Bisher vertraute ich auf die Kampfstiefel der Bundeswehr aus dem Hause Bergmann Schuhfertigung GmbH, die mich über eine Viertelmillion Motorradkilometer begleiteten.
Da mein aktuelles Paar schon wieder 7 Jahre im Einsatz ist, wurde es Zeit für einen Austausch.
Schuhkauf ist Vertrauenssache
Am Firmensitz in Kevelaer empfahl mir Frau Verheyen den speziell für Motorradfahrer entwickelten KAIMAN Motorradstiefel.
Diese werden von Profis in einer Schuhmanufaktur gefertigt, deren Ursprünge auf die Zeit Napoleons zurückgehen. Made in Germany ist hier nicht der Aufdruck eines Siegels, sondern das Versprechen höchster Qualität.
Wer auf einer Motorradmesse jemals einen Stiefel in einem Aquarium bestaunen durfte, der von einem Gartenschlauch dauerberieselt wurde, der stand einem KAIMAN gegenüber.
So ein Eyecatcher macht natürlich neugierig.

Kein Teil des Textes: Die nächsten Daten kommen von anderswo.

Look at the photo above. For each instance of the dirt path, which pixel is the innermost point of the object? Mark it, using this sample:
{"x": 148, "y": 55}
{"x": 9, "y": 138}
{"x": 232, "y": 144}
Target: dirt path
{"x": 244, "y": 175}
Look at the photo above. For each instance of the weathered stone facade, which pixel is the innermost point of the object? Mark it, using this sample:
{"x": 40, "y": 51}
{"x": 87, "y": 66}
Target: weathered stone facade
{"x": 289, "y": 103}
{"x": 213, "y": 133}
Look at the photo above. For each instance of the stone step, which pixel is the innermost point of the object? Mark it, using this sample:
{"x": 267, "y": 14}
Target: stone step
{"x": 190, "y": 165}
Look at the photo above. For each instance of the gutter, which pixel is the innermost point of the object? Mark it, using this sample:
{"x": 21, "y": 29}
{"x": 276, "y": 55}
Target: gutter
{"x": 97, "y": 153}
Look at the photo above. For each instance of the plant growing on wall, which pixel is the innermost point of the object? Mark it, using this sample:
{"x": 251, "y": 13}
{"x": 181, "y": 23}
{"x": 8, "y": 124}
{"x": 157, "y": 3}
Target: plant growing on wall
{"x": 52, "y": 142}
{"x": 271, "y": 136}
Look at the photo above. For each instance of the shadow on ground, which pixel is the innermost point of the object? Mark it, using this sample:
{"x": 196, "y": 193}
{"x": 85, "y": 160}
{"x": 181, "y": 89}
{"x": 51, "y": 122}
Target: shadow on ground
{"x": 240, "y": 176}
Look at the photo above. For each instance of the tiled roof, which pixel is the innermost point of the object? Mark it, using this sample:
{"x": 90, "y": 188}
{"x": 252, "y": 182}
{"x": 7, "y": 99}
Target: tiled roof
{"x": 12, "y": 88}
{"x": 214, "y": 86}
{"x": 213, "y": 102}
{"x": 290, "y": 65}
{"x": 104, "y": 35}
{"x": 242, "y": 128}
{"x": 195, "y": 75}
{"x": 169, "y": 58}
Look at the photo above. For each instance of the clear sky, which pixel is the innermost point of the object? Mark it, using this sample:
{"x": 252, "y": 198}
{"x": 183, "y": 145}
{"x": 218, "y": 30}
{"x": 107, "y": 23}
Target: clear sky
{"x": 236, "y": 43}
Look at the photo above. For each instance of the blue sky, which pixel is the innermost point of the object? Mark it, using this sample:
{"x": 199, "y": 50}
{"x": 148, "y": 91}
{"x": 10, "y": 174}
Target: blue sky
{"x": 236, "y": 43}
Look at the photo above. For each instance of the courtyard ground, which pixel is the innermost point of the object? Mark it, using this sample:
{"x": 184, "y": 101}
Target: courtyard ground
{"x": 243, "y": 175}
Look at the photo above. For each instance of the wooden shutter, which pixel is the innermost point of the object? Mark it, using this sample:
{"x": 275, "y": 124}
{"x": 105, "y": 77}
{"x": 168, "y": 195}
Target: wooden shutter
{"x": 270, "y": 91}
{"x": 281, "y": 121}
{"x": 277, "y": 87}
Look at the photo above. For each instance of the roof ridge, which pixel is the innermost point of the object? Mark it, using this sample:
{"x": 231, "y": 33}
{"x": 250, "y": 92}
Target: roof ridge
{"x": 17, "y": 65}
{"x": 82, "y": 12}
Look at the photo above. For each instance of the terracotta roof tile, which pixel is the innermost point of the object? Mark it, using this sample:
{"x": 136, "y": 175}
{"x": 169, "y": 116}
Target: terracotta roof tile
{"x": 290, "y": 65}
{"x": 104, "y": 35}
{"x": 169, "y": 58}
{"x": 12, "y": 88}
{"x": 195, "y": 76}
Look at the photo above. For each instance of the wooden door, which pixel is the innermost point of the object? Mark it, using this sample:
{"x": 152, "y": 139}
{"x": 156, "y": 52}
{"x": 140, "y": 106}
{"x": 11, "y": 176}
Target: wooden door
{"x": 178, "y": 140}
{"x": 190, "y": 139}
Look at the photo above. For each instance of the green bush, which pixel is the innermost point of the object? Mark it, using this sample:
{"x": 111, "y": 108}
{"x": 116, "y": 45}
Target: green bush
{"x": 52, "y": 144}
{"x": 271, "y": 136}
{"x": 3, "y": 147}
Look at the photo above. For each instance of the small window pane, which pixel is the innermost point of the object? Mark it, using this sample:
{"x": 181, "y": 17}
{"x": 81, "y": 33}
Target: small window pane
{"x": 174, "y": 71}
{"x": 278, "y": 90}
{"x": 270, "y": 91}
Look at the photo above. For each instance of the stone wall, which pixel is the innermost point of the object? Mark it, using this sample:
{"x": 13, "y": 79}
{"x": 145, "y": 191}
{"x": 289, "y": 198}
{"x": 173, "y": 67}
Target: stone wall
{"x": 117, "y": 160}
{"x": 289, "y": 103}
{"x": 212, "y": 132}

Doch bisher habe ich durchweg schlechte Erfahrungen mit Stiefeln gemacht, die nicht zum Schnüren waren: Entweder komme ich mit meinem hohen Spann gar nicht erst in die Stiefel hinein, oder sie sitzen viel zu locker. Aber Frau Verheyen versprach mir, dass KAIMAN Motorradstiefel an jeden Fuss passen. Dafür sorgt zum einen eine riesige Auswahl an verschiedenen Größen und Weiten, zum anderen die Möglichkeit, den Schuh anpassen zu lassen. Sollte auch das noch zu keinem am Fuß tragbaren Ergebnis führen, stellt KAIMAN auch Maßanfertigungen her.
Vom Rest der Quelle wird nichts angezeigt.